TNR also gripes about the new ad campaign launched by the Competitive Enterprise Institute:
The two 60-second spots created by the oil industry-backed Competitive Enterprise Institute (CEI) — over $1.5 million in donations from ExxonMobil alone since 1998–will be remembered for breaking the barrier between advertising parodies and actual ads. In “Energy,” a young girl dreamily exhales carbon dioxide while evergreen trees soak in the life-sustaining compound. Our right to freely exchange this compound, CEI suggests, is now under attack. The ad makes the War on Christmas look like a mild skirmish compared with the impending confrontation over CO2. “Carbon dioxide,” an announcer intones. “They call it pollution. We call it life.”
That paragraph will be remembered for how it breaks the barrier between opinion journalism and distortion. The CEI ad doesn’t suggest that we won’t be able to breathe out CO2 if Al Gore has his way. Rather, it points out that in order to meet our energy needs, U.S. industry produces CO2. And our right to produce energy efficiently by permitting emissions of CO2 in that way is under attack. The Kyoto Protocol would require the U.S. to cut CO2 production below 1990 levels, as does the Regional Greenhouse Gas Initiative (RGGI) recently adopted by seven Northeastern States. Or does TNR assume that major environmental organizations aren’t really serious when they endorse CO2-limiting agreements? CEI takes CO2 restrictions seriously and argues that they are seriously mistaken.

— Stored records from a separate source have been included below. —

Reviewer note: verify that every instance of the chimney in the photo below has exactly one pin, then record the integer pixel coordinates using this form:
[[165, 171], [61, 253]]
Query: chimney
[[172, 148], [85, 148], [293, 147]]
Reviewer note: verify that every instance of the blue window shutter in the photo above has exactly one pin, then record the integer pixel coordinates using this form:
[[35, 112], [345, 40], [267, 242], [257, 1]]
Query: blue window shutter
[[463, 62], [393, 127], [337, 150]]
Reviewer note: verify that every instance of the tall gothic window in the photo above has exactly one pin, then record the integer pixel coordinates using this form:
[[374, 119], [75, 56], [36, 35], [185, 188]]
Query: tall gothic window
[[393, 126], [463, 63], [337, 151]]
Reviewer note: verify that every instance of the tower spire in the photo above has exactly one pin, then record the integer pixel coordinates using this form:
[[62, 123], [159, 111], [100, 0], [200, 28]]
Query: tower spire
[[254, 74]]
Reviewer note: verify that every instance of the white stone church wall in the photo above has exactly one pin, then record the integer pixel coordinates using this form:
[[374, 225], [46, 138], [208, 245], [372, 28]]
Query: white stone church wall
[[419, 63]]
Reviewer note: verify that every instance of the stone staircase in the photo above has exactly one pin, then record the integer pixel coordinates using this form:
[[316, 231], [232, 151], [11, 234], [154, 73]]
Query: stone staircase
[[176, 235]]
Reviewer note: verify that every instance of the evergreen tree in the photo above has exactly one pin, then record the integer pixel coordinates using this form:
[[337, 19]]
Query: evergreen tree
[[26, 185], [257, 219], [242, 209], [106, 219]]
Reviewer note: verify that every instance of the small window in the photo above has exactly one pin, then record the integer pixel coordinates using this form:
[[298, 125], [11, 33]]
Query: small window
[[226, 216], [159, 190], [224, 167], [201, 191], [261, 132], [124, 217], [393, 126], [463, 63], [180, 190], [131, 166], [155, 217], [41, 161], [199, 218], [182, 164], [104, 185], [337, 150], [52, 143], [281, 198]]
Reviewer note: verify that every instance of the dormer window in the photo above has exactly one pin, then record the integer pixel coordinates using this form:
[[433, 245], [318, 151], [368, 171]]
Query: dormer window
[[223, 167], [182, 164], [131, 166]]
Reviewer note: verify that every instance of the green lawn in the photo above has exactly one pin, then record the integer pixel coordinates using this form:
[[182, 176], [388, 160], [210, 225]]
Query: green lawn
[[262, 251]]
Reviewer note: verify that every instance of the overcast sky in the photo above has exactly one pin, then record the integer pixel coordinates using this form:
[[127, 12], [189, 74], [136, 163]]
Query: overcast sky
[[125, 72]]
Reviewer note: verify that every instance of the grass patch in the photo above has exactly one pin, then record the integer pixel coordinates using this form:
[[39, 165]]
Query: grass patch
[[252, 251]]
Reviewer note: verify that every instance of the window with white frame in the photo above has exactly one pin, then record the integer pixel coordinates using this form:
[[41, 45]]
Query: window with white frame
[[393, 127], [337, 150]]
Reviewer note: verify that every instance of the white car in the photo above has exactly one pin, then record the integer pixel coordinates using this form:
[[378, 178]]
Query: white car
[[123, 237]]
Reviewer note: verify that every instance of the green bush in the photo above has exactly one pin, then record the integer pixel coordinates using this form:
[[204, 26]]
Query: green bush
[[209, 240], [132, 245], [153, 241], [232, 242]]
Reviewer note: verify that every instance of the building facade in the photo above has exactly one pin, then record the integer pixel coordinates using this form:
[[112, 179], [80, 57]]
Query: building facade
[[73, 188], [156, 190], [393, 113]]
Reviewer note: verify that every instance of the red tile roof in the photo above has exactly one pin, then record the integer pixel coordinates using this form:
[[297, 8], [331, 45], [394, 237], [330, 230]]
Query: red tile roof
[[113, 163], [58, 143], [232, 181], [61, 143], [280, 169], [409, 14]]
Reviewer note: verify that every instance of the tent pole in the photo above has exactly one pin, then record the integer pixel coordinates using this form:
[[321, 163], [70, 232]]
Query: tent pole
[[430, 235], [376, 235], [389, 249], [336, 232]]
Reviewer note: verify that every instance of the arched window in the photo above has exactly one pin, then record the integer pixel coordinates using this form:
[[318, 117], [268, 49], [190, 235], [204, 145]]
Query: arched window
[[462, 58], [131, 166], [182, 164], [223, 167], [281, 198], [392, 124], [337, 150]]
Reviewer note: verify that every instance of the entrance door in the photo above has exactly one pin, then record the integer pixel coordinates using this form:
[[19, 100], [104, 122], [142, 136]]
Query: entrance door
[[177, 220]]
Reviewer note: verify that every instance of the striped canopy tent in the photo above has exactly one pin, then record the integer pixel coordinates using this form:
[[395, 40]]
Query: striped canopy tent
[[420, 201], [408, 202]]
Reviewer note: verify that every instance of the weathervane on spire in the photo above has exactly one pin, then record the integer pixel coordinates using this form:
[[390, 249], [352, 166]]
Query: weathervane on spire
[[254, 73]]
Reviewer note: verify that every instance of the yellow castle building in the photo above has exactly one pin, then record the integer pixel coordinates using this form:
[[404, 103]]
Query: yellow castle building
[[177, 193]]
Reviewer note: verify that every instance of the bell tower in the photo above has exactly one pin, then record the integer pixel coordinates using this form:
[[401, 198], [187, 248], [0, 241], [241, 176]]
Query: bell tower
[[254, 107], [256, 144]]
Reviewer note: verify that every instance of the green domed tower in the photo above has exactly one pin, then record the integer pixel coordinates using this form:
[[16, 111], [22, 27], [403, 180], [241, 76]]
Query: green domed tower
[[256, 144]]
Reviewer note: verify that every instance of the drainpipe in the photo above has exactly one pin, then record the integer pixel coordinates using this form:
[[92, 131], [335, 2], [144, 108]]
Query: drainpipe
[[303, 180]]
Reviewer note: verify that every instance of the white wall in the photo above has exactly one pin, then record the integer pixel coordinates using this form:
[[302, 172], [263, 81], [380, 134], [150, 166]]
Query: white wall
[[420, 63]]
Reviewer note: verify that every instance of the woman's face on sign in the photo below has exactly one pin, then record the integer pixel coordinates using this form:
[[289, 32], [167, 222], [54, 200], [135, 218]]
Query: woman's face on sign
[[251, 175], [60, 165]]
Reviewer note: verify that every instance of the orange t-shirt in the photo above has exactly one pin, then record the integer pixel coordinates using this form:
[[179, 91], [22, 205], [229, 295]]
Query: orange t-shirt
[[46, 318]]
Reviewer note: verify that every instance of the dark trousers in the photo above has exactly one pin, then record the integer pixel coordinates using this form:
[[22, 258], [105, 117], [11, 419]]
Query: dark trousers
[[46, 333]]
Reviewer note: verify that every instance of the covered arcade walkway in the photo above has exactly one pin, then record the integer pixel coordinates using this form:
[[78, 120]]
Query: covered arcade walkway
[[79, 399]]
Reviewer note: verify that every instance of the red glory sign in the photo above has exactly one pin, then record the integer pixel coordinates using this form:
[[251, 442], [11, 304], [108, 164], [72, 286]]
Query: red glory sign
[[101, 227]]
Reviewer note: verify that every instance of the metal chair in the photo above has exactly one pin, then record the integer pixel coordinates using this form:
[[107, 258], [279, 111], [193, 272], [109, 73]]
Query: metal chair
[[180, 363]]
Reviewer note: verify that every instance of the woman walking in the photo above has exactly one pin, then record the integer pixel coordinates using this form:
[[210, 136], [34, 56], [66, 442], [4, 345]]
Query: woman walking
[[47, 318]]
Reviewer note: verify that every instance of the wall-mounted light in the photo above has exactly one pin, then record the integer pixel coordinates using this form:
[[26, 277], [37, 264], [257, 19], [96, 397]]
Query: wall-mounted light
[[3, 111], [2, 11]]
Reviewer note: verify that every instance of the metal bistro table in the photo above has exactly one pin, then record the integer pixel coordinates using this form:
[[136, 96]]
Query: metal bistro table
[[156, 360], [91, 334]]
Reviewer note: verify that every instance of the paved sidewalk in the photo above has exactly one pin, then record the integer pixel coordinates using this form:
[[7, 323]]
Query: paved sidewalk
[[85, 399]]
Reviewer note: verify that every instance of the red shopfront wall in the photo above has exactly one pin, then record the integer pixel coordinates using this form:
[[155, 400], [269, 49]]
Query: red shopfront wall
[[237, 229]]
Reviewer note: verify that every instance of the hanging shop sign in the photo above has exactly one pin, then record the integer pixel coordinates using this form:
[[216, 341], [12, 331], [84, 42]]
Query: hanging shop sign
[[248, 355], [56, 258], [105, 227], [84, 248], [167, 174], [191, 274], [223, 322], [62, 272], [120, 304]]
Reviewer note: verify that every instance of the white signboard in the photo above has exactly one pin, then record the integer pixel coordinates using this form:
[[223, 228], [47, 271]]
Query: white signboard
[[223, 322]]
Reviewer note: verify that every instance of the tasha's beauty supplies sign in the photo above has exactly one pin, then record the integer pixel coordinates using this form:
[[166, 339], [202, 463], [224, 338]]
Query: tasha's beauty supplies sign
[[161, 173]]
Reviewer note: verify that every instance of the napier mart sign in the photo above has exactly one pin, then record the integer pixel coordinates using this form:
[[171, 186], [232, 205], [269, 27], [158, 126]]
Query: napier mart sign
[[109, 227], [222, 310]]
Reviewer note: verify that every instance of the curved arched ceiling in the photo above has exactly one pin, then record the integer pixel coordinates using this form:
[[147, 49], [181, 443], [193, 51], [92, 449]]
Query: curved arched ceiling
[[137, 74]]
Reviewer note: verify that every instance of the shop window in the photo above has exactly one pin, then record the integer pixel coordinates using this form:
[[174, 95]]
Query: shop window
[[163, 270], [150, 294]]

And what’s wrong with CEI using a young girl in its ad? TNR implies that it’s unseemly. But did TNR have a conniption fit when Environmental Defense (ED) did the same thing? In an ED ad called “Tick” children warn against “massive heat waves,” “severe droughts” and “devastating hurricanes.” Another called “Train” shows a child about to be hit by a locomotive. It’s supposed to be an analogy for how global warming will affect the future. Was that tacky? Funny, I can’t find the TNR editorial denouncing those ads.
What is behind TNR‘s Kos-tic outbursts? Someone who thought like a TNR editor might reason that the magazine is trying to win back its former subscribers on the Left. In 2002 and 2003, TNR broke with the left to support the Iraq war — and watched its subscriptions slide. In one year, 2003-2004, TNR‘s “total paid and/or requested” circulation fell from 61,723 to 51,723. Despite its later apology for supporting the war, circulation has continued to decline — to 50,403 in 2005. Meanwhile circulation is way up at leftist magazines that opposed the war, like the American Prospect, the Nation, and the Washington Monthly. Maybe TNR is rebuilding its credibility among lefties — and its circulation — by printing articles that make it indistinguishable from a blog rant.
Is that insinuation fair? You say I’m only attacking motives instead of making an argument? Fair enough, but maybe TNR should think about extending the same courtesies to global warming critics. That won’t happen in TNR‘s new world of bad faith attack journalism. Its editors will just dismiss me as another Exx-Con.